​Two WUSTL scholars named 2013 Guggenheim Fellows​​​

Schmidt

Rotroff

Susan Rotroff, PhD, a classical archaeologist, and Leigh Schmidt, PhD, a historian of American religion, are the latest Washington University in St. Louis scholars to be selected for prestigious fellowships from the John Simon Guggenheim Memorial Foundation.

Rotroff and Schmidt were among 175 Guggenheim Fellows chosen in 2013 from nearly 3,000 applicants in the United States and Canada, including scholars, artists and scientists. The Guggenheim fellowship is awarded based on prior achievement and exceptional promise.

Rotroff, the Jarvis Thurston and Mona Van Duyn Professor in the Humanities and director of undergraduate studies in the Department of Classics in Arts & Sciences, said being selected for the fellowship was a humbling honor.

“I feel extremely lucky to have been chosen from among a group of very accomplished, smart and creative applicants,” she said.

Her project is “The Introduction of the Red-figure Style and the Ceramic Chronology of Late Archaic Athens (ca. 530-480 BCE).”

“My project centers around the early history of the red-figure style of ancient Athenian pottery, probably the most intensively studied of all ancient Greek ceramics,” Rotroff said. “I am interested in the precise date when the style was introduced, its development in its early years and how long it took this innovation to become visible in the archaeological record.

“The style was introduced shortly before the establishment of a democratic form of government in Athens, and thus took shape in a period of dramatic political developments.”

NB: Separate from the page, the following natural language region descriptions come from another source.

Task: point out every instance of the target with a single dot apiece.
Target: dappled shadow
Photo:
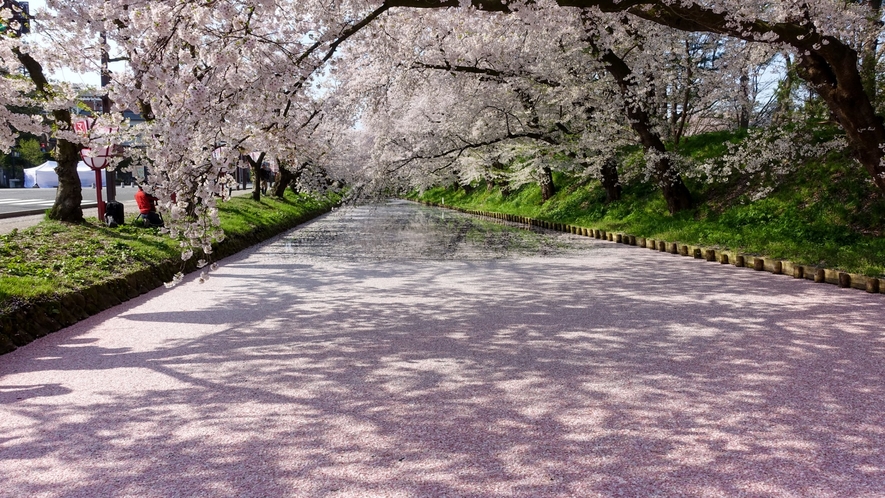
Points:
(609, 371)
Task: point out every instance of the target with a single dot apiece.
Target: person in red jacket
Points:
(147, 208)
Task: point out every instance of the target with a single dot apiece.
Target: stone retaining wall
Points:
(30, 320)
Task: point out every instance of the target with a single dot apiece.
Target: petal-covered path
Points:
(400, 350)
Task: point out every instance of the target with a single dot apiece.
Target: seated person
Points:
(147, 207)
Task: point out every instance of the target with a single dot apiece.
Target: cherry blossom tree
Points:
(224, 78)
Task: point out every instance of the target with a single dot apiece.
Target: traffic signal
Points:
(20, 23)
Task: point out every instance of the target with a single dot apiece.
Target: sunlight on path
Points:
(400, 350)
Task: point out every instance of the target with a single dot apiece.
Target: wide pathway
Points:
(400, 350)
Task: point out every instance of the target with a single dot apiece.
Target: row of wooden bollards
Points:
(772, 265)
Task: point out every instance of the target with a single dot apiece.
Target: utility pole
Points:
(110, 175)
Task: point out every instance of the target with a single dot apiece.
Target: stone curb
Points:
(35, 319)
(772, 265)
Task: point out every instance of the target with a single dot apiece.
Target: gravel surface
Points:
(400, 350)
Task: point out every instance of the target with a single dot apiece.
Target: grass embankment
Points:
(826, 214)
(56, 262)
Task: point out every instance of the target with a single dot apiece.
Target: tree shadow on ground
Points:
(624, 372)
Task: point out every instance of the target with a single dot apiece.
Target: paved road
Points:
(402, 350)
(14, 200)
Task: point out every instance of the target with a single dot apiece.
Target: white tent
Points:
(44, 175)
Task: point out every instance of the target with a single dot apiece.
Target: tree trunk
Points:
(675, 192)
(610, 181)
(745, 104)
(255, 166)
(286, 177)
(838, 81)
(548, 189)
(69, 195)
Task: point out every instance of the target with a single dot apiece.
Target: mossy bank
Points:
(55, 274)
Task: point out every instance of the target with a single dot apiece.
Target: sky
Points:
(89, 79)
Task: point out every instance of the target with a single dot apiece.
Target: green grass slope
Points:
(827, 213)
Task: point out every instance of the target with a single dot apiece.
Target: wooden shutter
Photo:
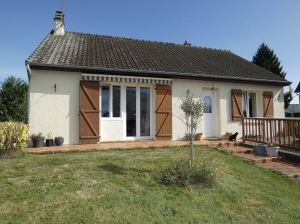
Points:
(268, 104)
(163, 112)
(89, 112)
(236, 104)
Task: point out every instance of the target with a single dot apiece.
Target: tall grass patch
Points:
(13, 138)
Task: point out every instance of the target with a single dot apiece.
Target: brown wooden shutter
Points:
(268, 104)
(236, 103)
(89, 112)
(163, 112)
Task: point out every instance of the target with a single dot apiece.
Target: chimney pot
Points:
(59, 23)
(186, 43)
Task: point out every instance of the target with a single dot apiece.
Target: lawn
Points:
(120, 187)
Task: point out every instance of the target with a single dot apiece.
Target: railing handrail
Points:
(271, 118)
(285, 131)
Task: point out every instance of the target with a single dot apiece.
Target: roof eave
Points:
(158, 73)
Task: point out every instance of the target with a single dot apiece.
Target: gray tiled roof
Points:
(98, 51)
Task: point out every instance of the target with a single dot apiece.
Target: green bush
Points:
(13, 137)
(188, 175)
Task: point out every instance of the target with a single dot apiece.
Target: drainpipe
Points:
(28, 71)
(28, 95)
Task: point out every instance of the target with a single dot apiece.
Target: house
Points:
(92, 88)
(297, 91)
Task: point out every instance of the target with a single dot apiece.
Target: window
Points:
(111, 101)
(249, 104)
(207, 105)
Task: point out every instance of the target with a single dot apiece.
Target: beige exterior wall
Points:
(223, 103)
(51, 111)
(58, 112)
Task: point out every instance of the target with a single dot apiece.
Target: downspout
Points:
(28, 71)
(28, 95)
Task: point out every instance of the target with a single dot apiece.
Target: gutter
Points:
(159, 73)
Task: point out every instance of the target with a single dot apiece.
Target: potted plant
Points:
(49, 140)
(272, 149)
(59, 140)
(260, 149)
(228, 134)
(199, 136)
(37, 140)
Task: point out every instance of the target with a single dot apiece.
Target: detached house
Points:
(93, 88)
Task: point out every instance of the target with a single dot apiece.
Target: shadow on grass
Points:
(117, 169)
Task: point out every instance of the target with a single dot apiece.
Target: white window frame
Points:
(110, 117)
(247, 106)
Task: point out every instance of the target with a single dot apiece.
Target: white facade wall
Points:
(58, 112)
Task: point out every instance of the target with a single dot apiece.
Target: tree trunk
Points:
(192, 140)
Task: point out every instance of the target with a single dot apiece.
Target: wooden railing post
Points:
(243, 131)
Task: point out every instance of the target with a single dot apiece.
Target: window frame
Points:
(248, 105)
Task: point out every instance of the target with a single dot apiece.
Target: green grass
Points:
(119, 187)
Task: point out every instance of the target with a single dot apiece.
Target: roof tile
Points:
(90, 50)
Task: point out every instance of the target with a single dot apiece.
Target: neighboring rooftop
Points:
(99, 52)
(297, 90)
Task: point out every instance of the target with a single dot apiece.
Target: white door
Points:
(138, 117)
(209, 119)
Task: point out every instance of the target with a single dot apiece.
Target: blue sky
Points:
(235, 25)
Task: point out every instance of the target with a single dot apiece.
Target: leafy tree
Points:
(13, 100)
(192, 111)
(267, 59)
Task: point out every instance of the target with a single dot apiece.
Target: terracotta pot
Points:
(198, 137)
(228, 135)
(272, 151)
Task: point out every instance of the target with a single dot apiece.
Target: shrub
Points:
(13, 137)
(188, 175)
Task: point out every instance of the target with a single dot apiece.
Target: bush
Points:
(188, 175)
(13, 137)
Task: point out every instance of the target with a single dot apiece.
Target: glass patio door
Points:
(138, 117)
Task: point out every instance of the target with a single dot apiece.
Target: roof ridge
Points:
(152, 41)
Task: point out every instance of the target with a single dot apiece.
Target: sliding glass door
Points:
(138, 112)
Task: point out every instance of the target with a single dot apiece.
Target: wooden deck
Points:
(235, 148)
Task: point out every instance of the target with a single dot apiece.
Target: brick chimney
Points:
(59, 23)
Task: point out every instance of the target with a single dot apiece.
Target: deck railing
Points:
(284, 131)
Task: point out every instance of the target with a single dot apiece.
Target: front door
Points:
(138, 108)
(209, 119)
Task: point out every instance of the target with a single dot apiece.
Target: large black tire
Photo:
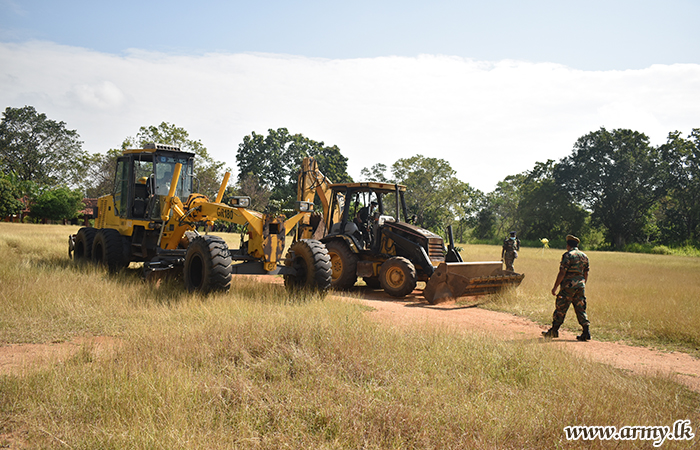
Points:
(83, 244)
(207, 265)
(397, 276)
(309, 258)
(343, 265)
(108, 249)
(372, 282)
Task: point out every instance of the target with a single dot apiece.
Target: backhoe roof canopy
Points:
(375, 186)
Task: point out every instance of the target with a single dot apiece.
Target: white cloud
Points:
(488, 119)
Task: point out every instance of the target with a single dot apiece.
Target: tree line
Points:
(615, 189)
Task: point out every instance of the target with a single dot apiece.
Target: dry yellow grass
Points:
(639, 298)
(258, 368)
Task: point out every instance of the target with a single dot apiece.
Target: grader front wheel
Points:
(311, 265)
(207, 265)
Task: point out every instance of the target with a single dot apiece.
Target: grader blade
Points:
(453, 280)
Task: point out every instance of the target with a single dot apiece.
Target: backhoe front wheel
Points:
(207, 265)
(397, 276)
(312, 266)
(343, 265)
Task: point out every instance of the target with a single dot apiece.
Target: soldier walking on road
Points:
(511, 245)
(571, 281)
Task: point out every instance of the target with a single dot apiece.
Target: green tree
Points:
(207, 171)
(616, 175)
(544, 209)
(679, 211)
(100, 174)
(39, 149)
(275, 160)
(375, 173)
(9, 195)
(57, 204)
(434, 194)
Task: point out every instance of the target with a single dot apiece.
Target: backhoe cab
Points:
(145, 220)
(363, 231)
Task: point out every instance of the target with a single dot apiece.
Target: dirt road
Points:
(413, 310)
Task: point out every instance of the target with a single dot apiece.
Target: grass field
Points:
(259, 368)
(638, 298)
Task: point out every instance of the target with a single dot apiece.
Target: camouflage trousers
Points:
(566, 297)
(509, 258)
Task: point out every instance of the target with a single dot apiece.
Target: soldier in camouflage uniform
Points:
(571, 281)
(511, 245)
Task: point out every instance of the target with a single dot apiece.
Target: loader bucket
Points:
(452, 280)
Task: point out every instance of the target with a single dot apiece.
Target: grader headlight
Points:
(301, 206)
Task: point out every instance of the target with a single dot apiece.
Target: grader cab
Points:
(145, 220)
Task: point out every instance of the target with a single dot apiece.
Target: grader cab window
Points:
(165, 167)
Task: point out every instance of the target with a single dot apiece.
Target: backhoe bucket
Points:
(463, 279)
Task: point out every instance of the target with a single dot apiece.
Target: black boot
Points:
(585, 336)
(551, 333)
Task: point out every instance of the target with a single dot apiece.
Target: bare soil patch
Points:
(18, 358)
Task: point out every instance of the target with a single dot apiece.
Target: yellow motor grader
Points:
(145, 220)
(362, 229)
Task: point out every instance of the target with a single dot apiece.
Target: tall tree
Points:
(680, 210)
(616, 175)
(275, 159)
(38, 149)
(207, 170)
(100, 174)
(544, 209)
(57, 204)
(434, 194)
(9, 195)
(375, 173)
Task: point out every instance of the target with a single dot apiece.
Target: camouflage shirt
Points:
(576, 264)
(511, 244)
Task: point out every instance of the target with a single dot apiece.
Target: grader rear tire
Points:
(207, 265)
(108, 249)
(309, 258)
(83, 244)
(343, 265)
(398, 276)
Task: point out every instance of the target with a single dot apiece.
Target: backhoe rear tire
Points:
(343, 265)
(83, 244)
(310, 259)
(397, 276)
(207, 265)
(108, 249)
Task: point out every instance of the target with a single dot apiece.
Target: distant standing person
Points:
(571, 281)
(511, 245)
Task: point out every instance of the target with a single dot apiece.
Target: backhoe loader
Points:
(145, 220)
(362, 229)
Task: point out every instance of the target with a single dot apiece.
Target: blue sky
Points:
(492, 87)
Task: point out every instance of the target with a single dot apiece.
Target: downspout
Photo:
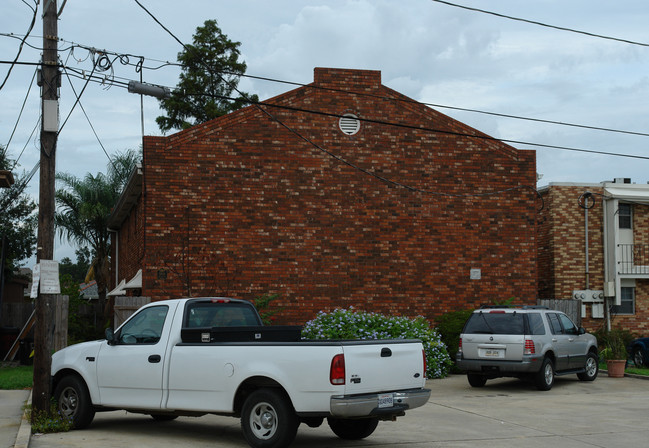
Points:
(584, 203)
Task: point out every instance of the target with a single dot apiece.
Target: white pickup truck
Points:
(190, 357)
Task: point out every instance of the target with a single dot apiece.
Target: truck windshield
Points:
(220, 314)
(495, 323)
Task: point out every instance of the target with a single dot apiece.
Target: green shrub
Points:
(351, 324)
(44, 422)
(16, 377)
(264, 308)
(612, 344)
(450, 327)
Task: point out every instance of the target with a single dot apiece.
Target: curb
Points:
(628, 375)
(25, 431)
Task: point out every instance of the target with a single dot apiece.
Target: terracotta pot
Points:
(615, 367)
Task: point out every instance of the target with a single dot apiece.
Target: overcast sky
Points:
(429, 51)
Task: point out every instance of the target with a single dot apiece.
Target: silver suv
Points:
(529, 343)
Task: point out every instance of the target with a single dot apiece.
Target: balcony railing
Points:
(633, 259)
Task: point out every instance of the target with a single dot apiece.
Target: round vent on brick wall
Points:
(349, 124)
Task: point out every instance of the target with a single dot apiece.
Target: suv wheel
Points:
(476, 380)
(545, 377)
(591, 368)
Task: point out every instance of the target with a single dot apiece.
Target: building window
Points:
(624, 216)
(627, 305)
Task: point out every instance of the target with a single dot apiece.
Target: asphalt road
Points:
(608, 412)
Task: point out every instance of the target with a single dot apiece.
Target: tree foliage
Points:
(210, 75)
(84, 206)
(77, 271)
(18, 219)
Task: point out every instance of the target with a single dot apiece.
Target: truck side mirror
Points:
(110, 336)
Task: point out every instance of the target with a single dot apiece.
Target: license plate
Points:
(492, 353)
(386, 401)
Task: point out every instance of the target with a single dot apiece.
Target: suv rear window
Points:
(495, 323)
(535, 322)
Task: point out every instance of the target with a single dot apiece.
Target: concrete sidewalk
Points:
(506, 413)
(11, 416)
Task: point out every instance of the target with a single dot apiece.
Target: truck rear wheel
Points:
(353, 429)
(73, 401)
(591, 368)
(268, 419)
(544, 378)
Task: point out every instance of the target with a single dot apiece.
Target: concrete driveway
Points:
(505, 413)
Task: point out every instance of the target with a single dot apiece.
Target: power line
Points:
(413, 127)
(462, 109)
(78, 97)
(22, 108)
(22, 42)
(534, 22)
(124, 59)
(329, 153)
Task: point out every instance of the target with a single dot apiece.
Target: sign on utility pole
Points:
(50, 80)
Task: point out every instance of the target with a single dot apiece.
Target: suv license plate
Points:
(386, 401)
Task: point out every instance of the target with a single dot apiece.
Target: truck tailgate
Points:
(383, 366)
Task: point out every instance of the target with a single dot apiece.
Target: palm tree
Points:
(83, 208)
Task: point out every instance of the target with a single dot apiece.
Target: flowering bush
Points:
(351, 324)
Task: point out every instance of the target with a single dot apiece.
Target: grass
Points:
(16, 377)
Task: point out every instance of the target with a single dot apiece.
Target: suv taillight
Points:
(337, 372)
(529, 347)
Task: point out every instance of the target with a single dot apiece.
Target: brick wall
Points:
(562, 258)
(240, 206)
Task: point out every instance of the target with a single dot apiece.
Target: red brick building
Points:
(291, 198)
(617, 250)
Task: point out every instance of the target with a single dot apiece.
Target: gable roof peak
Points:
(342, 77)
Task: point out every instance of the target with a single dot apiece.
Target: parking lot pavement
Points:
(608, 412)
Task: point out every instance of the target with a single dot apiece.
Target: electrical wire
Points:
(419, 128)
(22, 43)
(329, 153)
(124, 60)
(462, 109)
(22, 108)
(534, 22)
(78, 97)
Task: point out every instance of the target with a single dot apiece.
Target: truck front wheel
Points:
(268, 419)
(73, 401)
(353, 429)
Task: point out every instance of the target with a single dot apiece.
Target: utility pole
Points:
(45, 250)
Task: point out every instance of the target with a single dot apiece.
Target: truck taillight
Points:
(529, 347)
(337, 372)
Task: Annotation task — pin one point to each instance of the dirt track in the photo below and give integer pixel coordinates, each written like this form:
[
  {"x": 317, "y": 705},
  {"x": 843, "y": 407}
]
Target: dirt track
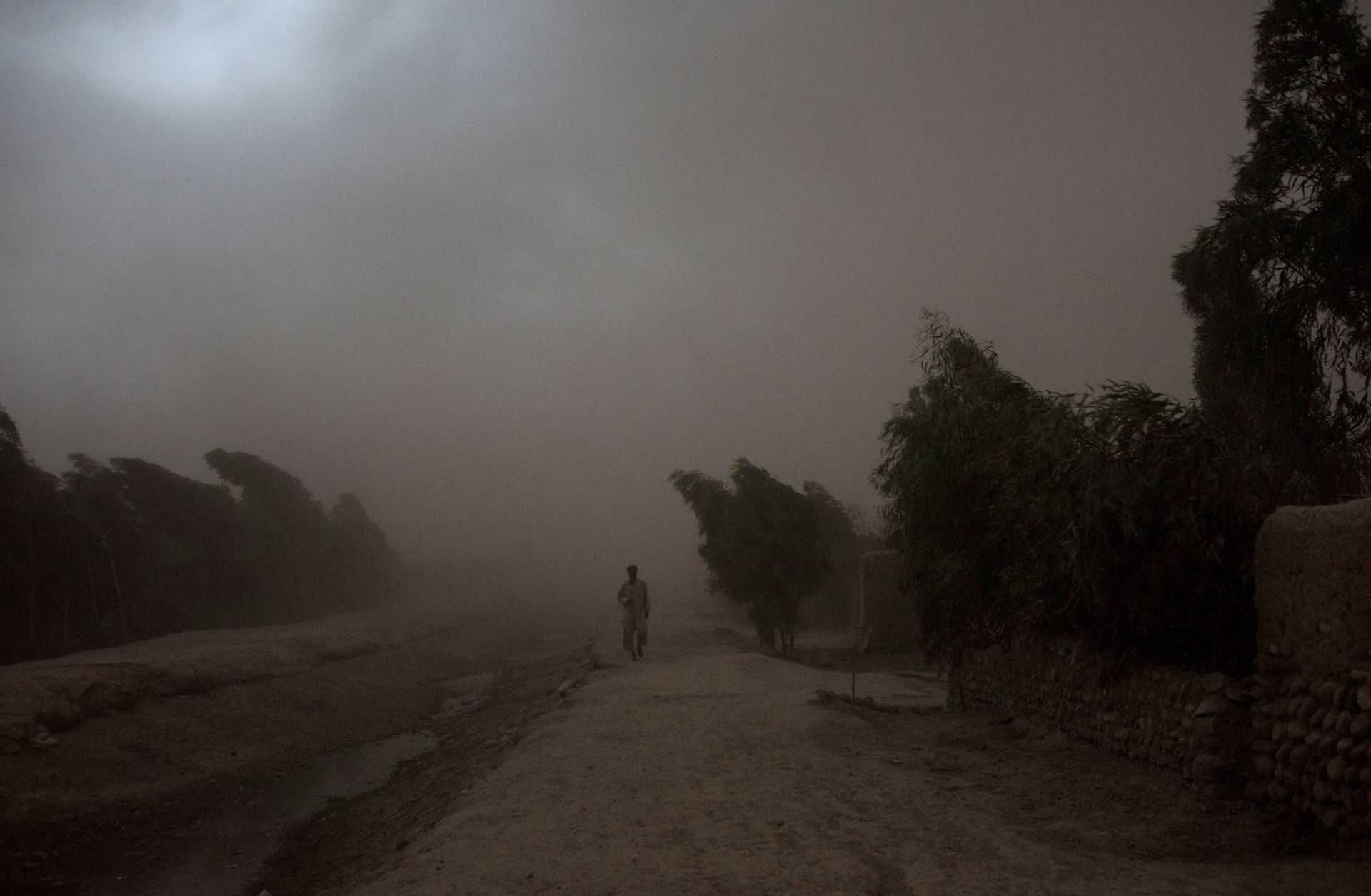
[{"x": 706, "y": 767}]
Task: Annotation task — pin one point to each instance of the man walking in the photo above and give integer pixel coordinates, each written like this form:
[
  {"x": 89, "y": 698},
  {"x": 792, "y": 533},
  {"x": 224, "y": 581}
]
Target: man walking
[{"x": 633, "y": 598}]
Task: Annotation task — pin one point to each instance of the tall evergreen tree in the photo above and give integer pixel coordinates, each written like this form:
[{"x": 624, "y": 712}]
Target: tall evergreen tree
[{"x": 1280, "y": 284}]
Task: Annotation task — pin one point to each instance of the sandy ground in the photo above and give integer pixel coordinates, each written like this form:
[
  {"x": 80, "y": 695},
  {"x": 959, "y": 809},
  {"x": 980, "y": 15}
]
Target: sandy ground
[
  {"x": 134, "y": 788},
  {"x": 706, "y": 769}
]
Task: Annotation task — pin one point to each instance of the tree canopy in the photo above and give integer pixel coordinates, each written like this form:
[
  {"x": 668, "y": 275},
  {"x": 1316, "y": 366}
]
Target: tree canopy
[
  {"x": 764, "y": 544},
  {"x": 125, "y": 550},
  {"x": 1280, "y": 284}
]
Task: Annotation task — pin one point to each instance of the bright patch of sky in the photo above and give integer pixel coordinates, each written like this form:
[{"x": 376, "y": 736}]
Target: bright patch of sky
[{"x": 221, "y": 52}]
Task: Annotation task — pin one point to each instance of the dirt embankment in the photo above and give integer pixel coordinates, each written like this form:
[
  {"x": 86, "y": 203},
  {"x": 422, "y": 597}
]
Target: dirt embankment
[
  {"x": 709, "y": 767},
  {"x": 205, "y": 724},
  {"x": 705, "y": 767},
  {"x": 46, "y": 696}
]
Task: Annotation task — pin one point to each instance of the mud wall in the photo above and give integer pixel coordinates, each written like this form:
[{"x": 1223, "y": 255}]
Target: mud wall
[
  {"x": 1192, "y": 724},
  {"x": 1296, "y": 735},
  {"x": 1311, "y": 714}
]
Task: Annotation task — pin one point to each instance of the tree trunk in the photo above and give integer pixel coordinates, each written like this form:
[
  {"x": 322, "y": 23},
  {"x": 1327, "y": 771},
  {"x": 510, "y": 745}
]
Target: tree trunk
[
  {"x": 119, "y": 591},
  {"x": 34, "y": 591},
  {"x": 95, "y": 606}
]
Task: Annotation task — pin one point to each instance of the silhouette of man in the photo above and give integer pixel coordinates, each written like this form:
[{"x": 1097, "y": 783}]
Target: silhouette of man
[{"x": 633, "y": 598}]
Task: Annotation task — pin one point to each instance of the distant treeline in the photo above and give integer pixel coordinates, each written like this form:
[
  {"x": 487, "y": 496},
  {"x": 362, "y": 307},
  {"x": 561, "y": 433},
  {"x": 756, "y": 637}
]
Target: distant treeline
[
  {"x": 110, "y": 553},
  {"x": 1123, "y": 514},
  {"x": 786, "y": 557}
]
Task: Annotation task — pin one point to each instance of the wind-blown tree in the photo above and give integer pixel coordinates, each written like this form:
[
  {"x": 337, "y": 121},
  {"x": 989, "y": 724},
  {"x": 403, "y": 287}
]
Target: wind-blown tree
[
  {"x": 1280, "y": 286},
  {"x": 842, "y": 544},
  {"x": 288, "y": 543},
  {"x": 763, "y": 544},
  {"x": 365, "y": 559},
  {"x": 195, "y": 535},
  {"x": 126, "y": 550},
  {"x": 1120, "y": 515},
  {"x": 31, "y": 520}
]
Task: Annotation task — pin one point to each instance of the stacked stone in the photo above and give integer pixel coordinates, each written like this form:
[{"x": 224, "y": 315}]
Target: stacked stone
[
  {"x": 1149, "y": 713},
  {"x": 1310, "y": 750}
]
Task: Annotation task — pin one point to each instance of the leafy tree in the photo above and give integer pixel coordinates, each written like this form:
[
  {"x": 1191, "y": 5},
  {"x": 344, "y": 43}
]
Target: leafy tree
[
  {"x": 125, "y": 550},
  {"x": 1120, "y": 515},
  {"x": 763, "y": 544},
  {"x": 288, "y": 543},
  {"x": 361, "y": 550},
  {"x": 843, "y": 547},
  {"x": 1280, "y": 286},
  {"x": 31, "y": 517}
]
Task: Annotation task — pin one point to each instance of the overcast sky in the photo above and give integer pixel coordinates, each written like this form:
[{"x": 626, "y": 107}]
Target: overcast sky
[{"x": 501, "y": 268}]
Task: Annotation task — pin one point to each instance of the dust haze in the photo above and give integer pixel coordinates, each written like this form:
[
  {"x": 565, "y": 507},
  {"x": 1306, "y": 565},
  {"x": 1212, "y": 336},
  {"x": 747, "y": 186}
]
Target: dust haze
[{"x": 501, "y": 268}]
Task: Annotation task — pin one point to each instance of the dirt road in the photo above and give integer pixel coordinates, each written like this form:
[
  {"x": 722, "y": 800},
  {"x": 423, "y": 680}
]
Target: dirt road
[{"x": 705, "y": 769}]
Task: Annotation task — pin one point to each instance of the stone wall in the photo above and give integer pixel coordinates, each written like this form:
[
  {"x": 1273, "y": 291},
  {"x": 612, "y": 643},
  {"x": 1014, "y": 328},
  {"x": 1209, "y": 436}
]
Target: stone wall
[
  {"x": 1311, "y": 713},
  {"x": 1296, "y": 735},
  {"x": 1192, "y": 724}
]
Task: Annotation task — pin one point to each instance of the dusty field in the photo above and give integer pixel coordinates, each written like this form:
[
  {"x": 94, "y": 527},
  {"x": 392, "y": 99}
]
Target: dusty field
[
  {"x": 706, "y": 767},
  {"x": 131, "y": 792}
]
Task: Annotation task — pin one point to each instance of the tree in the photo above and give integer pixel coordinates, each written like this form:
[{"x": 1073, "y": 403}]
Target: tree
[
  {"x": 288, "y": 541},
  {"x": 763, "y": 544},
  {"x": 361, "y": 550},
  {"x": 835, "y": 596},
  {"x": 1280, "y": 286},
  {"x": 1120, "y": 515}
]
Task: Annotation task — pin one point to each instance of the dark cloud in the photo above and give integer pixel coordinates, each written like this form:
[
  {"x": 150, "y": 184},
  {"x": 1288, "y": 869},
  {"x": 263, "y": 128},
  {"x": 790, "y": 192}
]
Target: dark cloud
[{"x": 501, "y": 268}]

Rotroff’s research interests are Greek art and archaeology, ancient ceramics and ancient Athens. Rotroff is the author of several books, and since 1970 she has been associated with the Agora Excavations, in Athens, where archaeologists have been investigating the civic center of the ancient town and the domestic and industrial neighborhoods that surrounded it. For more information on Rotroff, visit here.

Schmidt, the Edward Mallinckrodt University Professor in Arts & Sciences and professor of humanities, said he was gratified to receive the fellowship.

“Scholarly projects take a lot of time,” he said. “They move forward slowly; sometimes they lag. So to get a vote of confidence like this along the way is energizing.

“It is also daunting; I feel like the expectations for the project just got that much higher.”

Schmidt is studying how atheists, free thinkers and nonbelievers have fared in American public life.

“I’m interested in how and why religious belief has been privileged over unbelief in American politics, courtrooms and social life,” he said.

The working title of his project is “Public Atheism: An American History.”

Schmidt joined the John C. Danforth Center on Religion and Politics in 2011. His research centers on American religious history, and religion and American politics. Schmidt is the author of numerous books, including Hearing Things: Religion, Illusion and the American Enlightenment (Harvard University Press, 2000), which won the American Academy of Religion Award for Excellence in Historical Studies and the John Hope Franklin Prize of the American Studies Association. For more information on Schmidt, visit here.

Since its establishment in 1925, the Guggenheim Foundation has granted more than $306 million in fellowships to more than 17,500 individuals, including Nobel laureates, poets laureate, and winners of the Pulitzer Prize, Fields Medals and other important, internationally recognized honors.